Application of an Artificial Neural Network Model Based on Mineral Composition to the Prediction of Physical and Mechanical Properties

The physical and mechanical properties of soil are crucial in engineering construction, but conducting extensive experimental tests can be time-consuming, laborious, and subject to uncertainties due to the heterogeneity of the soil and variations in experimental conditions. Soil is composed of various minerals, and the mineral composition is the fundamental determinant of various physical and mechanical properties of the soil. The purpose of this study is to establish a convenient and reliable soil property prediction model based on mineral composition.

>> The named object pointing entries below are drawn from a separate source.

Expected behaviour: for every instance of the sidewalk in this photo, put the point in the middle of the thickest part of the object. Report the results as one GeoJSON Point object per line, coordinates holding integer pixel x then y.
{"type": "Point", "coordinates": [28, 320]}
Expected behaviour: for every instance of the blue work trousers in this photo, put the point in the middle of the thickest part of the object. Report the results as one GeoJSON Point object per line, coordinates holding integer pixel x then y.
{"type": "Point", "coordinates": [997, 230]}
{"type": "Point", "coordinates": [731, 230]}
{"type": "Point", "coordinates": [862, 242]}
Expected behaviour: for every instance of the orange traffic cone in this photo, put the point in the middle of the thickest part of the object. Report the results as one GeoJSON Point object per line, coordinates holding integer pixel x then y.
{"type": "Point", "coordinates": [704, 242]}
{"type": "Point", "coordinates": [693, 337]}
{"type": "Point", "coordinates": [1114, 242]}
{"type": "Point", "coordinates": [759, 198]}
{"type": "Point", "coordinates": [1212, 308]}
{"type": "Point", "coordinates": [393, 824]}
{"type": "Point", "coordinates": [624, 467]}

To achieve this end, a dataset comprising the percentage content of different minerals in the soil, as well as the soil's mechanical and physical properties, was collected. Using artificial neural network methods, prediction models for liquid limit, plastic limit, internal friction angle, and cohesion of the soil were developed based on mineral composition. Each model's performance was evaluated through deviation analysis, and models with poor prediction accuracy were optimized using a genetic algorithm. The results demonstrate that the neural network model based on mineral composition can accurately predict soil properties with high applicability. This research provides a method for accurately predicting the majority of engineering properties of soil using experimental data on mineral composition, which is significant for cost savings and improving work efficiency in engineering projects.